Tactile gestures are an integral part of infant development, human communication, and learning. Humans are able to communicate instinctively through tactile gestures bringing down linguistic and cultural barriers, however, robots cannot meet that level of expressiveness yet.
Under the recently finished ROBOSKIN project, I have been working on the development of a novel learning algorithm inspired by the infant cognition model, as introduced by Cohen et al. , which combines the powerful properties of artificial neural networks with the basic elements of RL. Our algorithm is based on a hierarchical structure, whose building blocks are augmented Kohonen Self-Organizing Maps. The bottom level serves as state and action space reduction algorithm, whereas the higher levels encode sequences of winning nodes on the level below producing increasingly abstract representations towards the top of the hierarchy. A complete description of the algorithm should be soon available in the publications section.
Space Telerobotics
Bidirectionally communicating information with robots for both perception and control has been trivial in modern high speed networks. However, time delays, limited bandwidth, and intermittent communication with robots in outer space make real-time control cumbersome. Autonomy has not reached the level to ignore human intervention, therefore the way forward is semi-autonomy, e.g., combination of pre-programmed skills, learned behaviours, and "real-time" control.
In a different configuration, I am interested to use our Hierarchical structure to acquire skill primitives or behaviours. In a real-time control environment, e.g., a human controlling a robot using a Motion Capture suit (like what we did for soccer in the past), we should be able to match already learned skills with recent observations. In the unfortunate event of communication loss, e.g., Mars "turns its back" to Earth or a rover can transmit at most 3 hours per day, our Hierarchy should be able to recover and continue autonomously, until newer directions have been received.
As this work is not part of my PhD, progress is slow; however, I have recently started working on Robonaut's 2 simulator to validate these ideas, on a simple task, such as using a switch on the ISS task board. Click here for high-res.
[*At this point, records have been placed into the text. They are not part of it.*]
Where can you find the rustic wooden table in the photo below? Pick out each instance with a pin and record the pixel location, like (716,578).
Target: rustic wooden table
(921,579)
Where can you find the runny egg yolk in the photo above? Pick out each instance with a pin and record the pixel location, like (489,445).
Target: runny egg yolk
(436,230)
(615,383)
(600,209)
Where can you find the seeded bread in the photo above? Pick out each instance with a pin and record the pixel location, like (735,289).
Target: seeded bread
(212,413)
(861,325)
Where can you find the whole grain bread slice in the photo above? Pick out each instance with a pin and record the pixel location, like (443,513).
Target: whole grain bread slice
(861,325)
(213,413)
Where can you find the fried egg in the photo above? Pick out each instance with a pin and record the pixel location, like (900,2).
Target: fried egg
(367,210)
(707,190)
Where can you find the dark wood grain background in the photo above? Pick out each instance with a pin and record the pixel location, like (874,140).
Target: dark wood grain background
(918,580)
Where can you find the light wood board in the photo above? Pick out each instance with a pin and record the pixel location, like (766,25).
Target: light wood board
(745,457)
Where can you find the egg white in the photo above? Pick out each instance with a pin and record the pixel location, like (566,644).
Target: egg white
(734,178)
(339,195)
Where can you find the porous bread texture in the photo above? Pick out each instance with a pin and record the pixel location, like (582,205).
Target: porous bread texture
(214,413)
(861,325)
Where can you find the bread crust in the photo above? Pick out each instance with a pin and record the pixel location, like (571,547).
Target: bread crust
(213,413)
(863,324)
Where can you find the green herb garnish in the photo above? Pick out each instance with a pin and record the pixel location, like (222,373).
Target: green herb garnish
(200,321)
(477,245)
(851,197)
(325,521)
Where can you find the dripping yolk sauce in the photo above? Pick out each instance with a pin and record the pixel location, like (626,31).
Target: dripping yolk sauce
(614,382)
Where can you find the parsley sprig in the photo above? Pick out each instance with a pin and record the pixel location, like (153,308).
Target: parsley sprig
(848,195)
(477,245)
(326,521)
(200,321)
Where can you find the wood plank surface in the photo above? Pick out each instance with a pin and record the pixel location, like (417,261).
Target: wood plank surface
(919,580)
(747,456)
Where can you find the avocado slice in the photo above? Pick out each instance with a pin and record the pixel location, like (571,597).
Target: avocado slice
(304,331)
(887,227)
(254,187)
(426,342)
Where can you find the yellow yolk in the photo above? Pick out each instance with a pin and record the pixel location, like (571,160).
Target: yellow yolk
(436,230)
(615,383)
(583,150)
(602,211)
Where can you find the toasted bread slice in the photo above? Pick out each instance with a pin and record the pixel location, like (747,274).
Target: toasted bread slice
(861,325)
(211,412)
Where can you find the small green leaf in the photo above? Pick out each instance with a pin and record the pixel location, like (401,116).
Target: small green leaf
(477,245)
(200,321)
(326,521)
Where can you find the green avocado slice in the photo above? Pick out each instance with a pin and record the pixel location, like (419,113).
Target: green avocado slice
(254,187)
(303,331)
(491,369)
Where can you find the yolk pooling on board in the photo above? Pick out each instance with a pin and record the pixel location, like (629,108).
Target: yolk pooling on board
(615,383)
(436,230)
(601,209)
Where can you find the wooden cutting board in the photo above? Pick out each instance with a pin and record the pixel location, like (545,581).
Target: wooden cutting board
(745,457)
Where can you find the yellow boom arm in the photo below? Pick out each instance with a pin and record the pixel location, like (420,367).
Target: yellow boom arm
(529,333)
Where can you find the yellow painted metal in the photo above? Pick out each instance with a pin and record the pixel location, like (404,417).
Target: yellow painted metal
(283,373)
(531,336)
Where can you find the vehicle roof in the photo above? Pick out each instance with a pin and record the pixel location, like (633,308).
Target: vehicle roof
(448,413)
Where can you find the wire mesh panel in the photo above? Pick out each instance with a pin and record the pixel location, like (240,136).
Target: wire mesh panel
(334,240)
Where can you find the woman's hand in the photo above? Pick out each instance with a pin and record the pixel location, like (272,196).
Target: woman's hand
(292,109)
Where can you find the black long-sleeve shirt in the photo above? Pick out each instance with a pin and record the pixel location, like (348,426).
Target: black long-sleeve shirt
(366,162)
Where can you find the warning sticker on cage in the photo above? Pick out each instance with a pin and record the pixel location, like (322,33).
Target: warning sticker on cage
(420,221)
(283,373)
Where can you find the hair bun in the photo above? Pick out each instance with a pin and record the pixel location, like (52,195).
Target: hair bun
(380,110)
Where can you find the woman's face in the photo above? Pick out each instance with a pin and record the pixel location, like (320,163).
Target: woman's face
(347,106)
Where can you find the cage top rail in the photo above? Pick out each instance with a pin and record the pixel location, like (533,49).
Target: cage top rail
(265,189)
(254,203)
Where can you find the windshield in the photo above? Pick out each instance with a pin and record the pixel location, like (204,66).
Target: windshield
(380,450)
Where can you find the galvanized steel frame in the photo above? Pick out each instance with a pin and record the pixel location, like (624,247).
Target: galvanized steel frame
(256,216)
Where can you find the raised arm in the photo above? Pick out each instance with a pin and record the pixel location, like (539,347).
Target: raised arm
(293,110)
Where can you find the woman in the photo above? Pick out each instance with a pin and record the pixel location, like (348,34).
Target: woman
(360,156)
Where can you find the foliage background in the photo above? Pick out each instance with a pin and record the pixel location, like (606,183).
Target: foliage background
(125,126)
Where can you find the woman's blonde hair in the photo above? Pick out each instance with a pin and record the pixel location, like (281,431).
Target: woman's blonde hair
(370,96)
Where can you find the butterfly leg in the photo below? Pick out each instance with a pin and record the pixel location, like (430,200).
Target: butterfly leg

The Robonaut 2 animation by Georgios Pierris is licensed under a Creative Commons Attribution-NonCommercial 3.0 Unported License.
Finless Rocket Control
Controlling a finless rocket is a challenging task. In a purely reinforcement learning configuration of our Hierarchical SOM, we expect to learn a stable controller, e.g., for a 4 engine finless rocket. JSBSim is an open source flight dynamics simulator that can provide the environment to learn the controller, however, we still have to develop an interface.